Richard Towneley, Henry Power, Robert Boyle chemistry |
Boyle’s law
For a given mass of confined gas, if you keep its temperature the same, its pressure times its volume is constant. So had Richard Towneley and Henry Power asserted, and so, with the help of Robert Hooke, Robert Boyle established by experiment and published in 1662.
Atomic kinetic thermodynamics
Towneley and Power used a barometer and made their observation of air at different altitudes up Pendle Hill. Hooke built an air pump for Boyle with which they experimented with different pressures and volumes. Isaac Newton showed mathematically, for an elastic fluid at rest, that density is proportional to pressure. Daniel Bernoulli derived Boyle’s law from Newton’s laws of motion applied to the movements of molecules. John James Waterston generalized the equation by showing that pressure times volume divided by temperature is constant. Boyle’s law was the first step in the kinetic theory of gases, but at the time they thought that air was one of the four elements. Much later, physicists still thought that the existence of atoms and molecules was hypothetical and controversial.
Ideal gases
You can sometimes see a thing even though you don’t believe it, and, seeing it, understand its essence, not as it actually is, transparent and invisible, but like a glass clock, whose glass gears turn incrementally to count the seconds. However, such events are rare and magical. They can’t be counted on and won’t be believed.

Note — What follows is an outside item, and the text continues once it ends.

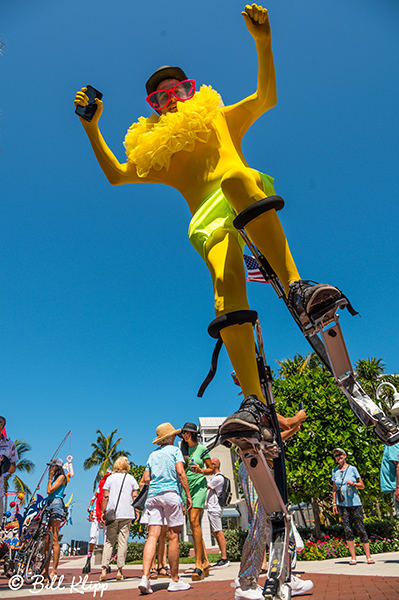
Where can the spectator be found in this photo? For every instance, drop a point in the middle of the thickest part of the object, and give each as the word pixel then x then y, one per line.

Only years later can we distinguish the genius from the madman.
John Dalton proposed his atomic theory in 1808. Robert Brown discovered Brownian motion in 1837. The controversy over the existence of atoms was not settled until 1908 by Ludwig Boltzmann, Albert Einstein, and Jean Baptiste Perrin.
The works of Bernoulli (1738) and Waterston (1843) were ignored until James Clerk Maxwell, James Prescott Joule, Rudolf Clausius, and Ludwig Boltzmann established the kinetic theory of gases by 1871.